The law is on the side of creditors, too. Developers should certainly not rush to the courts; legal procedure requires other avenues be explored first, and besides, valuable business relationships deteriorate rapidly against a backdrop of escalating legal fees. But a mutual understanding of the mechanisms of debt recovery can help forestall problems.
Closely monitor your cashflow and ensure invoices are being paid when they become due.
Payment terms and late fees should be agreed in advance of any work, in writing. The date by which payment must be made and the consequences of late payment should be expressly stated. Failing that, reach agreement in relation to fees before issuing an invoice.
In the absence of any other express written agreement, a supplier can also rely upon late payment legislation. This provides a default period of 30 days by which fees are to be paid, and allows you to claim interest on late payments, together with a modest charge to cover their collection.
BETTER LATE THAN NEVER
Any supplier owed money should consider the following steps before initiating costly legal proceedings:
1) The first step should be a conciliatory approach. Besides potentially saving the loss of a customer and keeping costs down, the law requires you to try alternative dispute resolution processes before litigation.

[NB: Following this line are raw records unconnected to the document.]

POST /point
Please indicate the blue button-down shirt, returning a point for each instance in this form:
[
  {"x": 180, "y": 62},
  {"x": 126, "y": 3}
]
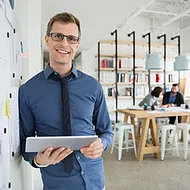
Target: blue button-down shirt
[{"x": 40, "y": 109}]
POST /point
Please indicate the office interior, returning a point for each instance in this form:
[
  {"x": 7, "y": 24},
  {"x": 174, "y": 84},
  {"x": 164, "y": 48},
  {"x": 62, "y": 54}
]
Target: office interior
[{"x": 135, "y": 28}]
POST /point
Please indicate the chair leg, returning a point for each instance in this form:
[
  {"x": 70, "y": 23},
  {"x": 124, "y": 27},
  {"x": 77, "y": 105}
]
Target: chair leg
[
  {"x": 120, "y": 131},
  {"x": 134, "y": 144},
  {"x": 127, "y": 139},
  {"x": 163, "y": 143},
  {"x": 176, "y": 143},
  {"x": 185, "y": 141},
  {"x": 113, "y": 144}
]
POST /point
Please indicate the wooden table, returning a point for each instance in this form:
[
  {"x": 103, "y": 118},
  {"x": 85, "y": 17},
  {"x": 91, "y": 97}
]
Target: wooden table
[{"x": 149, "y": 121}]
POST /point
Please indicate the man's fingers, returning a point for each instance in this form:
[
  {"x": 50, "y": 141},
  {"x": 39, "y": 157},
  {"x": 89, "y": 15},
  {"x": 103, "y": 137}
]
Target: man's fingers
[
  {"x": 47, "y": 152},
  {"x": 56, "y": 153},
  {"x": 63, "y": 155},
  {"x": 96, "y": 142},
  {"x": 91, "y": 148}
]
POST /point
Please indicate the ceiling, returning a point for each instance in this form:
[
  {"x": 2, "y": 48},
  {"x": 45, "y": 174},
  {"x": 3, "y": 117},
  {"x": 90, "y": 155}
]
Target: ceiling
[
  {"x": 99, "y": 18},
  {"x": 164, "y": 13}
]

2) A third-party may be called in to broker a compromise between supplier and the purchaser.
3) A less costly alternative to legal proceedings is the service of a statutory demand on the purchaser. The latter gets 21 days to make its payment, after which time you can petition for bankruptcy or liquidation, as appropriate. To be entitled to serve a statutory demand, the fees must not be in dispute.
4) Before initiating legal proceedings, determine whether your debtor is sufficiently solvent to pay you. If it isn’t then winning in court is of no commercial benefit.
A court Judgment against a non-paying party is a significant penalty. A County Court judgement remains on record for six years, and can hinder applications for credit, while continued non-payment allows you to seek redress through bailiffs, charges against property or earnings, or third-party orders (where the debtor is owed money by someone else).